Why then hasn’t this incredible drink become an international favorite? In my experience, the problem tends to be a kind of consumer ethnocentrism whereby people imagine baijiu ought to resemble vodka, with a good one being clean and crisp and a bad one being razor hot. Judged by that standard, baijiu tastes like an intolerably bad alcohol. Though similar to vodka in clarity and strength (40-60 percent ABV), when making comparisons it’s best to cleave to baijiu’s closer cousin, Korean soju.

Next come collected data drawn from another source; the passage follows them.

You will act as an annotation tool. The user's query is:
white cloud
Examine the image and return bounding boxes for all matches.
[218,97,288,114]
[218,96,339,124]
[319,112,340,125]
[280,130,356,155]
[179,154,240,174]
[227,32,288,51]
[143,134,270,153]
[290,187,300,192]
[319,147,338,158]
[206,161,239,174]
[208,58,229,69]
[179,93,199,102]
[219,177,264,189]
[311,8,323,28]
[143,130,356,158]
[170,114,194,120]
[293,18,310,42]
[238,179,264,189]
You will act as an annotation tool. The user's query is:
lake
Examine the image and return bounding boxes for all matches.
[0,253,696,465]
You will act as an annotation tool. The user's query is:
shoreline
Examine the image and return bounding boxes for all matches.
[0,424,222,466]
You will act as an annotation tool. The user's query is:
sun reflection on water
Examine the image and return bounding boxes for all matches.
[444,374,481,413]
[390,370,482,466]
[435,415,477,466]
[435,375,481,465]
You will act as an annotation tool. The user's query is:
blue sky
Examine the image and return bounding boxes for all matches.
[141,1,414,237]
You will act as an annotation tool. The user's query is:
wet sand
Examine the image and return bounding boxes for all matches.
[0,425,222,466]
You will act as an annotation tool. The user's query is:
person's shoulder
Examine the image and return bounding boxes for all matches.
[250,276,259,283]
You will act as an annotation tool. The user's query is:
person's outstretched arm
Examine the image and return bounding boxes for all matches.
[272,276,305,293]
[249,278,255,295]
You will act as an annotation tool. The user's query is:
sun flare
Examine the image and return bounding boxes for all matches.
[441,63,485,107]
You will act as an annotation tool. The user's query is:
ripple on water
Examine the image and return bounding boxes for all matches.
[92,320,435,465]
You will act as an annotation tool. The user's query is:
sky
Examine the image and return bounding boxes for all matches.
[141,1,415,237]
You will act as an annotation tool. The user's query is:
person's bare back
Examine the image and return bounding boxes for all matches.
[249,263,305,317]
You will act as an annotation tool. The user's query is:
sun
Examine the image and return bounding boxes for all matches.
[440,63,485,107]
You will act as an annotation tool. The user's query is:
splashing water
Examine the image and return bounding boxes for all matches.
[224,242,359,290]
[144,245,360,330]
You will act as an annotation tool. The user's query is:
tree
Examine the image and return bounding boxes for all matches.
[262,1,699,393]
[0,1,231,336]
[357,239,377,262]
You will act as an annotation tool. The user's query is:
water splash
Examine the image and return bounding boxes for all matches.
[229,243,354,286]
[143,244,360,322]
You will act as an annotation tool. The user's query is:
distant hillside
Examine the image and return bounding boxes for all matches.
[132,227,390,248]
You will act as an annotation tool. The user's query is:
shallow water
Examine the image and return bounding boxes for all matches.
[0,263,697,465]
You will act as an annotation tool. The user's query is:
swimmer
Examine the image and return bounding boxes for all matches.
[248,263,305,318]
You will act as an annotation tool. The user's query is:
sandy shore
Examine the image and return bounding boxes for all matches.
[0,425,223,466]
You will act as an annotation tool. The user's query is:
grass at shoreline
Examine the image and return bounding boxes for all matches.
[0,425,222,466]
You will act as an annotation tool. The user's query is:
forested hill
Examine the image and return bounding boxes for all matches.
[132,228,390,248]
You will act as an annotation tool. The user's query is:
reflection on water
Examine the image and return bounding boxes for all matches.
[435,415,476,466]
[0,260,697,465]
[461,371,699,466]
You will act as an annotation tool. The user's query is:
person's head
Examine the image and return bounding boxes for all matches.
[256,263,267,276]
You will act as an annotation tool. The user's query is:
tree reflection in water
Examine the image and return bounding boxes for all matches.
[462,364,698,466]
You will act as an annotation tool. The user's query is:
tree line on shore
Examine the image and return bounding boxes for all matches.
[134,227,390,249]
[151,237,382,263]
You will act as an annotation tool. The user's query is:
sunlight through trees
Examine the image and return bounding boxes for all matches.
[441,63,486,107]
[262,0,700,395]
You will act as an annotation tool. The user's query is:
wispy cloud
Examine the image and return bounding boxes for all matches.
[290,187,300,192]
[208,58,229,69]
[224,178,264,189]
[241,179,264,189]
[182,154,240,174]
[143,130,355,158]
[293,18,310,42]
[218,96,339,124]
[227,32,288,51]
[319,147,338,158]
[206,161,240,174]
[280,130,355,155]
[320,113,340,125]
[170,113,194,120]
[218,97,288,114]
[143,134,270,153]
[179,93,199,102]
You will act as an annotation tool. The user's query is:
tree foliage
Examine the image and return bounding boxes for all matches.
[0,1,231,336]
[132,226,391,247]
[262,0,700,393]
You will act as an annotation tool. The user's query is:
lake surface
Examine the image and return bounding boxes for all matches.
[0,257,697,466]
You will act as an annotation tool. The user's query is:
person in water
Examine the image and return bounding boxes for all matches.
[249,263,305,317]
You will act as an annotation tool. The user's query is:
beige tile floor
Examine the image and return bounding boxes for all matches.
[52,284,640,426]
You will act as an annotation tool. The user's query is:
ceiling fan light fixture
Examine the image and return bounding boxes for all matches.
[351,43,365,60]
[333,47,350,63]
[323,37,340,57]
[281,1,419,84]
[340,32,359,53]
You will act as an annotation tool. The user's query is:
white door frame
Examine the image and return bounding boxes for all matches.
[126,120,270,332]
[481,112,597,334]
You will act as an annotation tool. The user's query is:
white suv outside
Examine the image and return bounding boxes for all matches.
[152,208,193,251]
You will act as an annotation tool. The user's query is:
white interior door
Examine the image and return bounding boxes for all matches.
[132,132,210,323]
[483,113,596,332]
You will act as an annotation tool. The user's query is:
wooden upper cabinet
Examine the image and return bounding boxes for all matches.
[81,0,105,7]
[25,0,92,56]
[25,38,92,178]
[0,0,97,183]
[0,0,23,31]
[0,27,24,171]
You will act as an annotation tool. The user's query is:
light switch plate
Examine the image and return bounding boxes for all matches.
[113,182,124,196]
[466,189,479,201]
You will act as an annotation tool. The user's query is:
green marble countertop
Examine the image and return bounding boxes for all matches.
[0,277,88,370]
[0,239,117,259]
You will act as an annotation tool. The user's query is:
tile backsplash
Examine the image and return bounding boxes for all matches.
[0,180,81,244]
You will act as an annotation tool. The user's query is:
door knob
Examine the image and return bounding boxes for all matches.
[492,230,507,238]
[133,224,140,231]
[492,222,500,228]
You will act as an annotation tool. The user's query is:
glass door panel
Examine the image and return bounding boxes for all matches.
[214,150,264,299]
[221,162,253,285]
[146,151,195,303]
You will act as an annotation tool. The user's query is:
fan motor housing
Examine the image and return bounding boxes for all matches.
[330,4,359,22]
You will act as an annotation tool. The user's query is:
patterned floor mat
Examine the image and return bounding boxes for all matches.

I’ve written in detail about soju before, but for our purposes here it’s enough to know that this drink, once a Persian raisin brandy known as “dog sweat,” was made with rice until food shortages led to a ban on rice alcohol, and even today most soju is still made with sweet potatoes or tapioca, which impart significant heat. Newer brands are lighter, especially those marketed toward women, but the throat-warming heat of the old-school labels has always been well regarded.

Similarly, the rich flow of esters characterizing baijiu are considered desirable. Western palates expecting something analogous to vodka will surely find the solvent kerosene aspect off-putting. Like a peaty whiskey, these flavors are densely layered and require patience. It’s an acquired taste, but to the initiated, deeply rewarding.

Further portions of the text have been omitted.